In early 2016, Kadri became Sealed Air's Digital Leader, responsible for Internet of Things (IoT) integration across the entire company – focusing on the IS digital architecture, external ecosystems acquisitions, digital monetisation and robotics.

In 2017, following the return to profitability, Diversey Care was acquired by Bain Capital for $3.2 billion and Ilham Kadri was appointed as President & CEO of the new business, Diversey.

=== March 2019-2023 ===
In March 2019, Ilham Kadri became CEO of Solvay, where she had previously been an intern in Tavaux, France, in 1989. Her appointment was announced in October 2018.

Under her first year as CEO, Solvay launched its new strategy G.R.O.W., the Solvay One Planet sustainability plan, and its corporate purpose. In 2020, Solvay, together with the King Baudouin Foundation, created the Solvay Solidarity Fund for employees and their families impacted by the COVID-19 crisis.

Kadri was instrumental in the split of the company into the traditional Solvay and Syensqo materials unit. Syensqo was immediately after the split made part of the Bel 20 index.

=== December 2023-2025 ===
In the new Syensqo spin-off, Kadri served as chief executive officer, Chair of the Executive Leadership Team, and member of the Board of Directors of Syensqo.

== Memberships ==
Kadri is an independent director at A.O. Smith Corporation and L’Oréal.

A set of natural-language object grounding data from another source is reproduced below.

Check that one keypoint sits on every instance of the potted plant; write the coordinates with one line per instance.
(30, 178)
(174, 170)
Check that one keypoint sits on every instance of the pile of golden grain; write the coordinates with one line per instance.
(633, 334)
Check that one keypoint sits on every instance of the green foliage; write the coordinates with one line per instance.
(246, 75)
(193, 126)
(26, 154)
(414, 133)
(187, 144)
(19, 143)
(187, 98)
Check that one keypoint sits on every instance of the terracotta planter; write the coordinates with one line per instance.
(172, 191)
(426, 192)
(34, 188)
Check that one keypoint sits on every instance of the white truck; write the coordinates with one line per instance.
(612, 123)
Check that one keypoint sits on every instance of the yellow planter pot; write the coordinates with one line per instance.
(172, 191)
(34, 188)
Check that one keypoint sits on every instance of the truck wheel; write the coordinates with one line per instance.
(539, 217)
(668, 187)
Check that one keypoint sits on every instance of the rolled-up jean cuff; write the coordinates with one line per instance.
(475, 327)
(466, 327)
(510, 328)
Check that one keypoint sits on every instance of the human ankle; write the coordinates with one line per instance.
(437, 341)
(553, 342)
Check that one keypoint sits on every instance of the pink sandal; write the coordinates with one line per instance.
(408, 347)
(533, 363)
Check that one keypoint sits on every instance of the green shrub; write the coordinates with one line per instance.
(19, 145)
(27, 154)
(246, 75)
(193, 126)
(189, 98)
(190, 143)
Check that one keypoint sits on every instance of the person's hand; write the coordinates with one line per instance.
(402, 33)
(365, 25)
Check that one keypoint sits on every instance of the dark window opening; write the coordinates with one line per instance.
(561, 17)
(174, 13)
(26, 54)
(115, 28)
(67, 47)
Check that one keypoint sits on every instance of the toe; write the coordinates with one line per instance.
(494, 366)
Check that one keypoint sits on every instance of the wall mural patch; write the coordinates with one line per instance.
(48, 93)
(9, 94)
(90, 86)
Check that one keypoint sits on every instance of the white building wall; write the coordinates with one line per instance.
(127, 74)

She is a steering committee member of the European Round Table for Industry (ERT), Executive Committee Chair of the World Business Council for Sustainable Development (WBCSD), permanent member of the World Economic Forum’s International Business Council (WEF), as well as member of the Leadership Council of the Industry Transition Accelerator (ITA).

She is the founder of the ISSA Hygieia Network, which she and other female cleaning industry executives founded in 2015.

Kadri is a member of The B Team, a collective of global business and civil society leaders working to catalyze better business practices for the wellbeing of people and the planet.

== Awards and recognition ==

- Kadri was ranked 21st in Fortune magazine's Most Powerful Women in Business -International list in 2019.
- In 2017, she won Golden award for Woman of the Year (Industry), and Golden award for Women Helping Women (Business) awards at the 14th annual Stevie Awards for Women in Business.
- In July 2021, she was decorated with the Légion d’honneur. She is also Doctor Honoris Causa of the University of Namur (Belgium) and EWHA University (Korea).